Why teams need Saturn Cloud, and the design principles which solve those problems

Saturn Cloud is a set of centralized tools for data scientists to do their work. It is infrastructure for data scientists to run code, train models, and deploy APIs, and replaces a data scientist having to manually set up their programming environment themselves.


The work of a data scientist involves tasks like cleaning data, training models, and creating analyses. In many companies, those tasks would primarily be done by the data scientist on their local workstations. The data scientist would install a programming language like R or Python and the particular packages they need on the machine. They’d do the work, and then they would share the results with rest of the organization (maybe by email). The code might be stored in a shared location like GitHub, otherwise it would only live on their machine.

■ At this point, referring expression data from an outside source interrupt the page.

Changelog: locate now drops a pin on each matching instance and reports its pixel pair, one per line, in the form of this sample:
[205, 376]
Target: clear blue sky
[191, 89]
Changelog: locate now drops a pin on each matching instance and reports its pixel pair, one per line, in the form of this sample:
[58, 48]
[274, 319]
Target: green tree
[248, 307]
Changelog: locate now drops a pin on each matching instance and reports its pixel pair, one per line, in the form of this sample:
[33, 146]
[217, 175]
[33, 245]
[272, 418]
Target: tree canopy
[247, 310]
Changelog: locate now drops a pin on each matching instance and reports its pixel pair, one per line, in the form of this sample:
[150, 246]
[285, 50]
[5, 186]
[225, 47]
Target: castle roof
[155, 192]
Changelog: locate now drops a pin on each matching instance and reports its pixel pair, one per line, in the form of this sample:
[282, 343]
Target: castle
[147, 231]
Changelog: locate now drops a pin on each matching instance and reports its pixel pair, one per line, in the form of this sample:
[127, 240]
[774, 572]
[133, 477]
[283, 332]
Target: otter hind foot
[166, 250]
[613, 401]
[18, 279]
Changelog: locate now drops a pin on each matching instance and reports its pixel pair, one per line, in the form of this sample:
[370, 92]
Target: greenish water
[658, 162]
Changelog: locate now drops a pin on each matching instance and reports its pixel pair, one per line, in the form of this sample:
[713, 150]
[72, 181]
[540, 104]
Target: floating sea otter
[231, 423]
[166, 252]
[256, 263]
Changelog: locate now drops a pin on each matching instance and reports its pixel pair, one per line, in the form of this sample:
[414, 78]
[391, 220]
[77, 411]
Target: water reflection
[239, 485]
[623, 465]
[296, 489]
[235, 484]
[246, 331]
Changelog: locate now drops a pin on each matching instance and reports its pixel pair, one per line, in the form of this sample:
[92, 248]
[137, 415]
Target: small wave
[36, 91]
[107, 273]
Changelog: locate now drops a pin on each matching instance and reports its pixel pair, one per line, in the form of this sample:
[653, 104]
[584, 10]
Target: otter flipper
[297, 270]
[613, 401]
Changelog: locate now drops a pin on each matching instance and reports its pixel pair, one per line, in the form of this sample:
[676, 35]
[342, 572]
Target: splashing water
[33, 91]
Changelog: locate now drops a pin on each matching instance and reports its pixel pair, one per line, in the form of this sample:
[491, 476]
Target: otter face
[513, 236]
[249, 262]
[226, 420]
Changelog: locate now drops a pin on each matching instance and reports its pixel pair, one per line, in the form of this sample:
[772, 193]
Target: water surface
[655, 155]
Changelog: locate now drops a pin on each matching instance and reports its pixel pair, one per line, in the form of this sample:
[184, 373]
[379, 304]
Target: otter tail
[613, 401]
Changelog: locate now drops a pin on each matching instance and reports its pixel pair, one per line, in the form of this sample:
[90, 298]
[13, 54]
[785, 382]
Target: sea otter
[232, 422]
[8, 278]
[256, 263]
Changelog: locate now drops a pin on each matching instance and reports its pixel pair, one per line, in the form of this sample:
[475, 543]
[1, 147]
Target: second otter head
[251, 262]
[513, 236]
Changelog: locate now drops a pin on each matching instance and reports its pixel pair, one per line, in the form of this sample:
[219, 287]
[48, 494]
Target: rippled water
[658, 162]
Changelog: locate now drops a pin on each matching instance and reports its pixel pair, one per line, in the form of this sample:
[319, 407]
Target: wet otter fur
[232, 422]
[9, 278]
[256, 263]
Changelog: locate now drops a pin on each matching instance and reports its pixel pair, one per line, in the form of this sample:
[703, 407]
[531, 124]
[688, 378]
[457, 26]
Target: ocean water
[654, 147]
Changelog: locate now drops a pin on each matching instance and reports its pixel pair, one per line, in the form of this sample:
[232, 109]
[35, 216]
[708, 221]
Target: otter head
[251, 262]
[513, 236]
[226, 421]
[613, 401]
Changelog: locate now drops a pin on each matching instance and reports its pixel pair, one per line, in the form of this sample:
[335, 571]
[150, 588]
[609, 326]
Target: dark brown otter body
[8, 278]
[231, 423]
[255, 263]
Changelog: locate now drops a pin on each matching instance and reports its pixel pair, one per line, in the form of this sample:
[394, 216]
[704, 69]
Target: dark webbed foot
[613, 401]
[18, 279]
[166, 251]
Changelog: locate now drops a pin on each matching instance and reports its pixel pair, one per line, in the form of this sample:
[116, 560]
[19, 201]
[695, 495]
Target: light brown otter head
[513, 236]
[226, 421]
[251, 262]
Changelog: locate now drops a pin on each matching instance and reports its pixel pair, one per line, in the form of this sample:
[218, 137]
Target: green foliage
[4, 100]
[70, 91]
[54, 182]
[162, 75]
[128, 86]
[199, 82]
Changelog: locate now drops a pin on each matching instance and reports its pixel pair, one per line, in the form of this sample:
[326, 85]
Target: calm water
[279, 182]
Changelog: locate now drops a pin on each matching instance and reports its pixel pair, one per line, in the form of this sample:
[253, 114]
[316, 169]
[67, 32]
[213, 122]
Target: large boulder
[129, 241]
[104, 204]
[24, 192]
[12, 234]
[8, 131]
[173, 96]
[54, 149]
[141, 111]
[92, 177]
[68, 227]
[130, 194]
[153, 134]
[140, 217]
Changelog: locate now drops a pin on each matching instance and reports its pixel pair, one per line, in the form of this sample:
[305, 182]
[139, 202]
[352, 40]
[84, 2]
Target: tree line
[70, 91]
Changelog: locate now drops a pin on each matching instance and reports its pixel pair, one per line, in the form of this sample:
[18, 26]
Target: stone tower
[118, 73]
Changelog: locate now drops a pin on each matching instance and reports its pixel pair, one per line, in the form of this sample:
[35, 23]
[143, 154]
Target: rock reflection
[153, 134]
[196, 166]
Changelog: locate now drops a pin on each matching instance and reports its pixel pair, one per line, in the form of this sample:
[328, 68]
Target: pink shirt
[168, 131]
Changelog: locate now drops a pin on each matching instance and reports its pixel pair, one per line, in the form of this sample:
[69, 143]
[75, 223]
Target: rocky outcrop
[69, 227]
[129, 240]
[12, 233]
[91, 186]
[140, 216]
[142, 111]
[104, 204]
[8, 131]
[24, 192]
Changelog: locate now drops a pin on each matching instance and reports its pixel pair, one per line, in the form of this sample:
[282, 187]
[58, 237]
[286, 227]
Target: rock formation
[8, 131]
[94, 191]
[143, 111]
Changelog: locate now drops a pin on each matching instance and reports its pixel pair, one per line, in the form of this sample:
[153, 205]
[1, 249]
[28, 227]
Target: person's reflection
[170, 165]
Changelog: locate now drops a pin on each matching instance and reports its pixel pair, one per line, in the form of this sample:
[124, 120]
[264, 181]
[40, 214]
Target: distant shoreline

Using a local machine however has a number of limitations:

  • The hardware is fixed. If it turns out that the data scientist needs more memory, more processing power, or a GPU, then they would have no method to get that hardware.
  • Dependencies are difficult to manage. While a data scientist may share the code they wrote in a Git repository, that often doesn’t capture exactly what the environment was that the code was running on. The analysis may only work with a particular combination of operating system, operating system dependencies, hardware, and programming language libraries. While language-specific tools like conda and renv can be used to capture some of the environment, it’s difficult to capture everything exactly. This can create situations where past work can’t be reproduced and has to be redone–a huge waste of data scientists' time.
  • They aren’t easily backed up and secured. If a data scientist quits their job, it’s nearly impossible to transfer their work off their machine and to someone else. This is because not only are there highly specific dependencies installed, but files and folders are saved within the machine in ways that only make sense to the user. That means when someone leaves their work will often have to be duplicated. There are also security concerns about a laptop being stolen with vulnerable information on it, and it can be dropped in an especially large puddle.

Given these problems, a natural improvement that data science teams have been making has been to shift to cloud resources. Cloud virtual machines solve a number of the problems that local machines have. First, it is very easy to adjust the hardware on the virtual machines. They also are potentially more secure. You no longer have to worry about someone losing a laptop on a subway ride, and you can easily take snapshots to back up the machines at points in time.

However, they have the exact same issues when it comes to dependencies–it’s hard to keep track of exactly what’s installed on a virtual machine to ensure work can be shared with colleagues. As each data scientist creates more virtual machines for their work, it becomes more and more difficult to keep track of what each one is for and what’s installed on it. Cloud virtual machines are more expensive than local machines, and if they’re left running you can accidentally spend tens of thousands of dollars.

For a sufficiently large data science team using virtual machines can become total chaos. The number of virtual machines can become vast, and won’t be clear which ones are supporting vitally important projects and which ones are minor experiments that should be deleted. Often a person in the organization becomes the defacto “cloud parent” who is tasked with wrangling the chaos and helping data scientists get their virtual machines working the way they should. This further adds time and cost.

The Solution

Saturn Cloud provides the power of cloud infrastructure for a data science team without adding chaos or technical complexity.

Saturn Cloud:

  • lets a data scientist do a project with precisely the hardware and software they need,
  • keep track of exactly the environment that the data scientist is using for reproducibility,
  • allow data scientists to share work with each other,
  • deploy code as scheduled pipelines to run or host APIs and dashboards, and
  • gives the team leader admin privileges to manage the platform and its users.

Other Solutions

We believe data science platforms should work with your existing patterns. Other products have attempted to solve the same problems. We have found that they usually cause more problems than they solve.

Often they:

  • Force Python code to be packaged in highly specific ways before it can run on the platform.
  • Force data scientists to only use a single branch of a single git repo.
  • Force data scientists to keep all of their work in a single notebook.
  • Limit which programming languages can be used on the platform (sorry R and Julia).
  • Limit which IDEs the data scientists can use (sorry Visual Studio Code).
  • Force code to be written in platform specific ways with proprietary APIs. This locks you in.
  • Do not meet IT Security requirements.